Military Hospitals
Repository: Archivo del Museo Vasco de Historia
Source:
VSCW contributors: AI / UB / MJV
Date Created: 1937
Type: Maps
Extent: 1 item
42.99118, -2.5543
This map shows the hospitals run by the Military Medical Services Unit established by the Basque government on October 13, 1936, just six days after the government itself was created. As part of the Defence Ministry, it reported directly to the Lehendakari (president), José Antonio de Aguirre, but it enjoyed broad operational autonomy. The unit was run by Dr. Fernando de Unceta, head of the emergency clinic of the large Compañía Euskalduna shipyard.

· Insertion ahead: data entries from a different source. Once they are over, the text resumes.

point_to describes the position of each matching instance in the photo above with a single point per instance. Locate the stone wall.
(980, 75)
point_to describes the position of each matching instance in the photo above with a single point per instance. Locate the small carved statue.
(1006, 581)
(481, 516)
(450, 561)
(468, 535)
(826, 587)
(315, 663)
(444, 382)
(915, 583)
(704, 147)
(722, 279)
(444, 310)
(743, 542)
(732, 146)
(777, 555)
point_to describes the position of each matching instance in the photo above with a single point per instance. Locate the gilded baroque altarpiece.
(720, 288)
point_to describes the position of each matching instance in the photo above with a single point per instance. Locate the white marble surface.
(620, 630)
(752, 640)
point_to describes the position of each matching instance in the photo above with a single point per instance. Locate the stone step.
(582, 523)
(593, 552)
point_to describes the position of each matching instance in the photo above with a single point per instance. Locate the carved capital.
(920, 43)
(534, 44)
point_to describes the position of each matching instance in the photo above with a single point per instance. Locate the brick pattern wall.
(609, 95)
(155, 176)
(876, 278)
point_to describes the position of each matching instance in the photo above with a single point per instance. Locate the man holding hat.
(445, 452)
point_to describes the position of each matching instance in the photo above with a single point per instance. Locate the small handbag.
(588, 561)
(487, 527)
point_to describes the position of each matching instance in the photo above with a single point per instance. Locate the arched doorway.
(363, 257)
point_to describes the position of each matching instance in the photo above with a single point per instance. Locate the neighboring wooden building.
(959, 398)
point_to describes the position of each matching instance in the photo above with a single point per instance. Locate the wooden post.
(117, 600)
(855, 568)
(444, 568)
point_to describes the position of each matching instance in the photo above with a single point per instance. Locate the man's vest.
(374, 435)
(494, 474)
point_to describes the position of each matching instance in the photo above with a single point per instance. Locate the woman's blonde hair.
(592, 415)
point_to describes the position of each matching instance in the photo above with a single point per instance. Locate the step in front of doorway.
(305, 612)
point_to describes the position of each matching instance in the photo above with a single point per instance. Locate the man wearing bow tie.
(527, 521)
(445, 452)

During the Unit’s first weeks, the main tasks of its leadership were to work with the Ministry of Health to define its area of responsibility, confiscate buildings to use as military hospitals, and mobilize all available doctors, nurses, medical assistants, and orderlies and train them to be sent to the front. To date, 7,209 men and women who worked for the Unit in all capacities, including as barbers and administrators, have been identified.
The Unit’s offices were located on the third floor of the Carlton Hotel in Bilbao, which was the site of the offices of the Basque government. It was divided into eleven sections, including: general administration; front line medical services; front line and home front hospitals; hygiene – including venereal diseases - anti-gas services; dental and stomotalogical services which ran mobile units for the front; and clinics for the barracks. There was a reorganization in 1937 which put front-line medical personnel under the command of the army, although this had little practical effect.
The conquest of Bilbao by the rebels was a major blow to the Unit, as its director had fled a few days earlier. After the city fell, José Luis Arenillas Ojinaga was appointed to reorganize military medical services. He along with most of the other people in charge of the Unit were captured by the Francoists at Santoña. Arenillas Ojinaga was shot on December 18, 1937.